Les Doto n’ont pas de cnidosacs* mais possèdent sur les cérates* de grosses cellules glandulaires, probablement à rôle défensif. Ces sécrétions glandulaires constituent un mécanisme de défense chimique probable.

Informations complémentaires

Les Doto sont de petites espèces mais, en général, assez faciles à observer car leurs pontes sur les hydraires, bien que petites, sont bien visibles.

Origine des noms

Origine du nom français

Doto à picots : nommée ainsi pour ses petits tubercules sur les flancs.

Origine du nom scientifique

Doto :il s'agit du nom d’une Néréide de la mythologie grecque. Ce nom de genre a été donné, en 1807, par le zoologiste allemand Ludwig Gilbert Lorenz Oken (Okenfuss) (1779-1851).
L'espèce-type* du genre est Doto coronata (anciennement Doris coronata).

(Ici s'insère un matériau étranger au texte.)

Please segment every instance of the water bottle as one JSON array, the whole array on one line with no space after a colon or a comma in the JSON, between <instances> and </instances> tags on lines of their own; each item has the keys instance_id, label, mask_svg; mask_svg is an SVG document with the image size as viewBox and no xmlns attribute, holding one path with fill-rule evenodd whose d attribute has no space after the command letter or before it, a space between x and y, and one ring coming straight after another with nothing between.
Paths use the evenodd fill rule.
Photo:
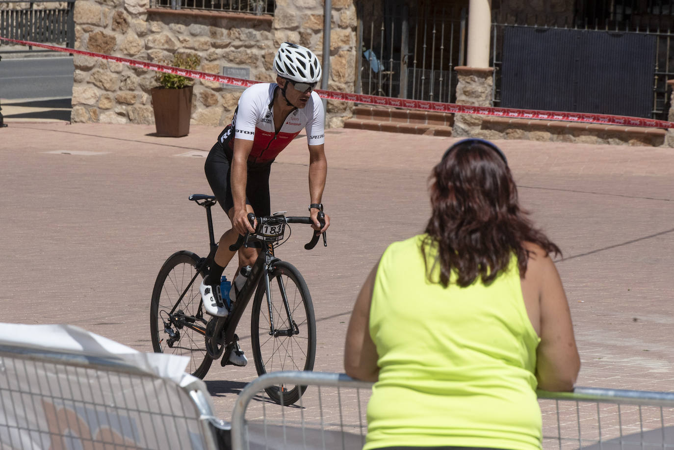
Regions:
<instances>
[{"instance_id":1,"label":"water bottle","mask_svg":"<svg viewBox=\"0 0 674 450\"><path fill-rule=\"evenodd\" d=\"M229 300L229 290L231 289L231 282L227 281L227 277L222 275L222 277L220 279L220 293L222 296L222 301L224 302L224 305L227 307L228 310L232 309L230 308L231 301Z\"/></svg>"},{"instance_id":2,"label":"water bottle","mask_svg":"<svg viewBox=\"0 0 674 450\"><path fill-rule=\"evenodd\" d=\"M250 266L241 267L241 270L239 271L239 275L234 279L234 283L232 283L232 288L229 290L229 298L232 302L236 301L237 294L243 287L243 285L245 284L246 280L248 279L248 275L250 273Z\"/></svg>"}]
</instances>

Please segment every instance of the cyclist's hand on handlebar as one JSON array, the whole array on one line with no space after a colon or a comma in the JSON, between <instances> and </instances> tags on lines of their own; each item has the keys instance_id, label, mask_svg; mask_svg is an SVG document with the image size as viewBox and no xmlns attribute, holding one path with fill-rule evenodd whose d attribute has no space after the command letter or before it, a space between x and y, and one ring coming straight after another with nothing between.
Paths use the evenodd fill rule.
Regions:
<instances>
[{"instance_id":1,"label":"cyclist's hand on handlebar","mask_svg":"<svg viewBox=\"0 0 674 450\"><path fill-rule=\"evenodd\" d=\"M248 211L245 209L240 209L234 213L232 219L232 225L237 230L239 234L244 235L246 233L255 233L255 227L257 226L257 219L253 219L253 225L251 225L248 220Z\"/></svg>"},{"instance_id":2,"label":"cyclist's hand on handlebar","mask_svg":"<svg viewBox=\"0 0 674 450\"><path fill-rule=\"evenodd\" d=\"M317 231L320 231L321 233L323 233L326 229L328 229L328 227L330 226L330 216L328 216L327 214L325 215L326 225L325 226L321 227L321 223L319 222L318 217L317 217L318 215L318 213L319 210L315 208L311 209L311 228L316 230Z\"/></svg>"}]
</instances>

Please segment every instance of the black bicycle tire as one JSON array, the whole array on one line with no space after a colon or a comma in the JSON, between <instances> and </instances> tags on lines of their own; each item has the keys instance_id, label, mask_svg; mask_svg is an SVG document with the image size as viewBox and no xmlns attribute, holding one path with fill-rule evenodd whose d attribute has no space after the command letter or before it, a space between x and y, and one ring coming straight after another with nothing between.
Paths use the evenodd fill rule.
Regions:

pinnatifida : du latin [pinnatus] provenant de [pinna] = plumes, ailes, et du latin [findere] = fendu. Donc disposé comme les barbes d’une plume.
L'espèce a été décrite en 1804 par le militaire et naturaliste anglais George Montagu (1753-1815) sous le nom de Doris pinnatifida, sans que l'auteur n'explique son choix d'épithète. Mais Montagu étant également ornithologiste, sa référence aux plumes se comprend.
La localité-type* de l'espèce se situe sur la côte sud du comté de Devon, en Angleterre.

Classification

Numéro d'entrée WoRMS : 139650

Termes scientifiques Termes en français Descriptif
Embranchement Mollusca Mollusques Organismes non segmentés à symétrie bilatérale possédant un pied musculeux, une radula, un manteau sécrétant des formations calcaires (spicules, plaques, coquille) et délimitant une cavité ouverte sur l’extérieur contenant les branchies.
Classe Gastropoda Gastéropodes Mollusques à tête bien distincte, le plus souvent pourvus d’une coquille dorsale d’une seule pièce, torsadée. La tête porte une ou deux paires de tentacules dorsaux et deux yeux situés à la base, ou à l’extrémité des tentacules.
Sous-classe Heterobranchia Hétérobranches
Infra-classe Euthyneura Euthyneures

Gastéropodes hétérobranches possédant une disposition particulière non croisée du système nerveux, résultant de la torsion puis détorsion de la larve véligère.

Subter-classe Ringipleura
Super ordre Nudipleura Nudipleures
Ordre Nudibranchia Nudibranches Cavité palléale et coquille absentes chez l’adulte. Lobes pédieux souvent absents aussi. Respiration cutanée, à l’aide de branchies, de cérates ou d’autres appendices. Tête portant une ou deux paires de tentacules, les tentacules postérieurs ou rhinophores peuvent parfois être rétractés dans des gaines. Principalement marins ou d’eau saumâtre.
Sous-ordre Dendronotina / Dendronotacea Dendronotinés / Dendronotacées Corps long et effilé. Appendices dorsaux en aiguille, en cigare ou branchus. Tête généralement pourvue de tentacules enroulés (rhinophores*) qui peuvent se rétracter dans des gaines. Rhinophore en tube ou en coupe. Mangeurs de Cnidaires.
Super-famille Dendronotoidea
Famille Dotidae Dotïdés

Limaces de petite taille. Rhinophores simples avec un fourreau. Présence d'un voile à la place des tentacules buccaux. 5 à 9 paires de cérates massifs et tuberculés.